Направление было ясно, оставаться на месте было нельзя, чтобы не засосало в соседнее болото, и рак с щукой и лебедем, хоть и не в унисон, но говорили будто бы даже одинаковые слова.
И украинский народ согласился на компромисс.
Так оно дальше и покатилось.
Компромиссная демократия.
Мол, давайте, предлагает рак, я вас в ЕС чуть подтяну поближе и чуть в свою сторону, только вы за это чуть больше налогов заплатите. Или куля в панцирь.
Щука утверждает, что тоже умеет к ЕС грести. Только никаких антикоррупционных законов. Иначе уйдет на дно.
И лебедь в ЕС, и чуть в сторону плантаций сахарного тростника, если всю семью лебединую по телеге рассадите, и мешать им не будете, бо иначе це зрада.
И народ соглашается. И телега, дергаясь в конвульсиях и в стороны, но понемногу двигается в нужном направлении, компромисс за компромиссом.

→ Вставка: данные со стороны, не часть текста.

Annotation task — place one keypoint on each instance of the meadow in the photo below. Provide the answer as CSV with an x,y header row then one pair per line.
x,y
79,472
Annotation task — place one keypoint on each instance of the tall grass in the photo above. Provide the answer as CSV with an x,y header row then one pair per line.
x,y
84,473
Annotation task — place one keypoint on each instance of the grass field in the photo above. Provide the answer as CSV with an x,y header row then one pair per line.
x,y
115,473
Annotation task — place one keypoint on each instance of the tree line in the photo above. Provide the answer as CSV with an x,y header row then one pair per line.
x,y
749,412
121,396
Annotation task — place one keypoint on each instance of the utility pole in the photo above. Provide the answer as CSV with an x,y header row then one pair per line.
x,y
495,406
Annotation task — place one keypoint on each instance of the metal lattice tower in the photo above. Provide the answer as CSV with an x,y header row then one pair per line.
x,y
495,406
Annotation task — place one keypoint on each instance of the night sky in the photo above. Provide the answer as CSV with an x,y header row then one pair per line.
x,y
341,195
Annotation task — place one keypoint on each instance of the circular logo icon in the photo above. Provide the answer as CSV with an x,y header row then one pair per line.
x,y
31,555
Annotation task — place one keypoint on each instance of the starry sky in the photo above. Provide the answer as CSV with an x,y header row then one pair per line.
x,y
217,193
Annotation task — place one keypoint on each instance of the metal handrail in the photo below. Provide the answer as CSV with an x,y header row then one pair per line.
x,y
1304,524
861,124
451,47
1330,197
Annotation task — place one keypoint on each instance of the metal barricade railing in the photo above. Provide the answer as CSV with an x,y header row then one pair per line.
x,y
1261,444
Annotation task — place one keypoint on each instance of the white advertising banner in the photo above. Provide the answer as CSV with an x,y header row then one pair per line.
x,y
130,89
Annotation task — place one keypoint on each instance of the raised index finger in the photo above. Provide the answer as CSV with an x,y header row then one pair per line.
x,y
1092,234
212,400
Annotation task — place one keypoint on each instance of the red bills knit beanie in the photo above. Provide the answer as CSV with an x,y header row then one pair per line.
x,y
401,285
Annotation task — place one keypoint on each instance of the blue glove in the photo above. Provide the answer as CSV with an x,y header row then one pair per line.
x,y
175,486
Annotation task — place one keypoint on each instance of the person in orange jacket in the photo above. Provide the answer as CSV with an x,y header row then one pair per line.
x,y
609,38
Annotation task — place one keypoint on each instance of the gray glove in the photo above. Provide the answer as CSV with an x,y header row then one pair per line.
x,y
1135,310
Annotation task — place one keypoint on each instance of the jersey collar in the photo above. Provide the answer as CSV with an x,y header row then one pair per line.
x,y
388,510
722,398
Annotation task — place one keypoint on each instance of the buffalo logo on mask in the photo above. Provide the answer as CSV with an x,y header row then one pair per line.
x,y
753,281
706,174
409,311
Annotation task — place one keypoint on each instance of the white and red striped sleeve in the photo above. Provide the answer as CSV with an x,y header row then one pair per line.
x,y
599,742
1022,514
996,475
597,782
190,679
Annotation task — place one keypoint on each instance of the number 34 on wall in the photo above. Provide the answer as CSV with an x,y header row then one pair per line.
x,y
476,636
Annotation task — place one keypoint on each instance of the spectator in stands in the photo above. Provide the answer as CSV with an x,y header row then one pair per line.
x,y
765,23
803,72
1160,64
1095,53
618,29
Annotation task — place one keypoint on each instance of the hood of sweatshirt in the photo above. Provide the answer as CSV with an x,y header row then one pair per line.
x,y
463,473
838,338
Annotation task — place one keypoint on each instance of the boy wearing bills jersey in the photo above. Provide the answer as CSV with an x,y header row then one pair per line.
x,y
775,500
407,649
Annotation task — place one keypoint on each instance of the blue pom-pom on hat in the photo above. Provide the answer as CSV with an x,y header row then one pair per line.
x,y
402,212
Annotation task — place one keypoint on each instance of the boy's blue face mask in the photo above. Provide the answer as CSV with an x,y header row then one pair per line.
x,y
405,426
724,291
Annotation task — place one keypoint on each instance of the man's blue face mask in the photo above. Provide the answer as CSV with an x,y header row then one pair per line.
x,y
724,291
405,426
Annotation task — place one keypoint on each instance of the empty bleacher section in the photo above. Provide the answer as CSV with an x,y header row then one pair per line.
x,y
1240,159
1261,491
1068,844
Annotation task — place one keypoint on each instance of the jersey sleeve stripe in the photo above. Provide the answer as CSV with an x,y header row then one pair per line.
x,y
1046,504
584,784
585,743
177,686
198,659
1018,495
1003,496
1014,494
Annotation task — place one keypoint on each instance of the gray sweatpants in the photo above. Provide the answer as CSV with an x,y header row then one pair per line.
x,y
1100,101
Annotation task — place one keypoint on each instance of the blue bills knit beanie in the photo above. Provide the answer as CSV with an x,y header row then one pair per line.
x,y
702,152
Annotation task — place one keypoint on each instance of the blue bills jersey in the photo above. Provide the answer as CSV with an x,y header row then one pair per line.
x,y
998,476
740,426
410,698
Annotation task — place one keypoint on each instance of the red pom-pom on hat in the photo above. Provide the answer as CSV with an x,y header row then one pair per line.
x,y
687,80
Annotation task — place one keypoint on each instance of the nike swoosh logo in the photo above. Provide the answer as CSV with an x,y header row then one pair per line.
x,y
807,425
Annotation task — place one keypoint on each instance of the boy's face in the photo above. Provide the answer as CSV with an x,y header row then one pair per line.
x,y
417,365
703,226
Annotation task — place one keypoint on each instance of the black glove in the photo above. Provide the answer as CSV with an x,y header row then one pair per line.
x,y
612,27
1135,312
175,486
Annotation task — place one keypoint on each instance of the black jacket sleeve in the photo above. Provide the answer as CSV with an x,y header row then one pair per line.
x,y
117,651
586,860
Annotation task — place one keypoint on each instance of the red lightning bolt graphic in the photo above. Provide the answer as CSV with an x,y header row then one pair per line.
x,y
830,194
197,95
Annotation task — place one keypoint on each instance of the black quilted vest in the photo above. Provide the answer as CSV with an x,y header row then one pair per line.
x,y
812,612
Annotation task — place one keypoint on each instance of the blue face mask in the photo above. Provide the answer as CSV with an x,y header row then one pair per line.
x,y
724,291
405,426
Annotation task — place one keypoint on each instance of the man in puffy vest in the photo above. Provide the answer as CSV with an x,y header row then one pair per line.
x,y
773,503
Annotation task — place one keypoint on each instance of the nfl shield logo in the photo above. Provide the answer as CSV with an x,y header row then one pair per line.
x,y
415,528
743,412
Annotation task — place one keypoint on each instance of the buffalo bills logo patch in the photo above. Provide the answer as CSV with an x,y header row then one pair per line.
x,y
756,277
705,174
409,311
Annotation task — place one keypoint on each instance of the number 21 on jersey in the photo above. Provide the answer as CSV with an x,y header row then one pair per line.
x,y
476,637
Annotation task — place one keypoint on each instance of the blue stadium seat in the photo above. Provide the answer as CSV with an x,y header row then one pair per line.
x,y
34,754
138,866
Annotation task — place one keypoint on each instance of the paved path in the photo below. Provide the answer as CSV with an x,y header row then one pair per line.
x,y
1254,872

Можно не соглашаться, но тогда телега точно станет, потому что жеребята еще не подросли, а жабы на метле умеют лишь громко орать, собирая вокруг себя многочисленных адептов их оглушительного крика.
В итоге, каждая реформа в Украине — компромисс.
Кто до сих пор не понял и кричит о третьем майдане, так я вас разочарую (или обрадую, смотря с какой целью вы кричите) — третий майдан давно идет. Он не на площадях, под стук милицейских дубинок. Он в кабинетах министерств и в офисах разработчиков законопроектов, под трескот клавиатур. От этого майдана нет дыма от горящих покрышек, от него хвосты перепостов и комментариев по фесбуку и другим соцсетям.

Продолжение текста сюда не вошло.